We live in a difficult time for writing. Which seems like a stupid thing to say, since right now feels like living inside a literary A bomb, in the bright moment before the boom—an explosion of the written word.
There’s a lot of talk about “noise” on the internet (try skyping some time and internet noise takes on a whole new, crickety sort of meaning), and how hard it is for Joe Q. Average to parse. I don’t know if that’s it exactly, but somewhere during this past night that I just spent awake, I realized I wrote a lot faster before I had aim.Not that my faster writing was better, or that my better writing has always been fast, but that I was, in raw numbers, significantly more productive before I could talk to friends at the odd hours of the night when I do my best work. Suketu Mehta told me he thinks it’s critical to write for an hour or two every day, but what does an hour mean if somebody Gchats you after the first 15 minutes?
AIM+ Facebook + Gmail= my axis of literary evil.

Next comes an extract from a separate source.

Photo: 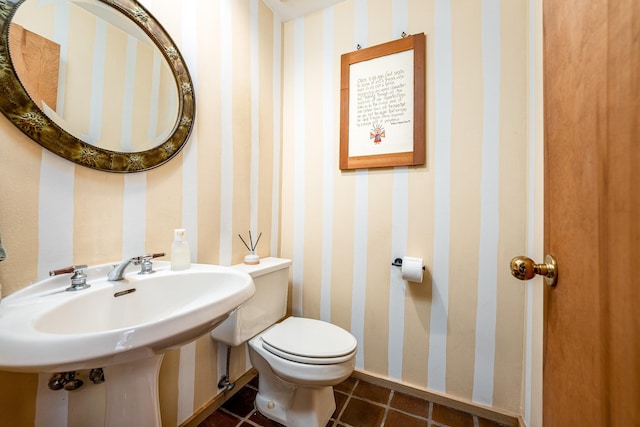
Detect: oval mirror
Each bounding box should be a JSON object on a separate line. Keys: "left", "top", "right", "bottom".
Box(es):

The problem is instant vs. delayed gratification. If I write a note to my friend, or a blog post that somebody reads and thinks is insightful or funny or they get to the end of it without dying, that’s instantly gratifying. If I spend months, and in some cases years, writing a novel that i know may never get published, or a story that lots of people will hate, well, it takes a lot more willpower, sustained over a much longer period of time.
And meanwhile, there’s the fucking A-bomb.
The problem with the A-bomb is that drawing the blinds or wearing sunglasses or getting one of those nifty screen glare-reducing shields …will be generally ineffective against the A-bomb.
Likewise, it is not really possible to turn off the internet anymore. Sure, you could unplug your wireless or close the browser or whatever, but it will still call to you as long as you are on the computer and can see the little firefox icon saying “click me. Please click me. You can just use Pandora. It will help you.” You could go totally analog and write on paper, but there are lots and lots of drawbacks to that idea, including that you have terrible handwriting, just admit it.
The solution, then, is like all great industrial solutions: a quota.
Stephen King writes 10,000 a day. That is Stephen King’s quota. if you have ever written, you know that Stephen King was invented by G-d to make us all feel bad about ourselves and hopeless as writers, utterly unproductive and doomed to fail.
There is no way I can write 10,000 words every damn day. There is just not enough Diet Redbull.
So I asked Gary Shteyngart, who said he writes 2 pages every day while he is composing a book. Rain or shine, 20 minutes or five hours, Gary Shteyngart writes 2 pages. It may have taken me the better part of the night with pauses for drunkenness and epic aim conversations, but I wrote my 2 damn pages.
That, my friends, is why the Russians dominate. Fucking quotas.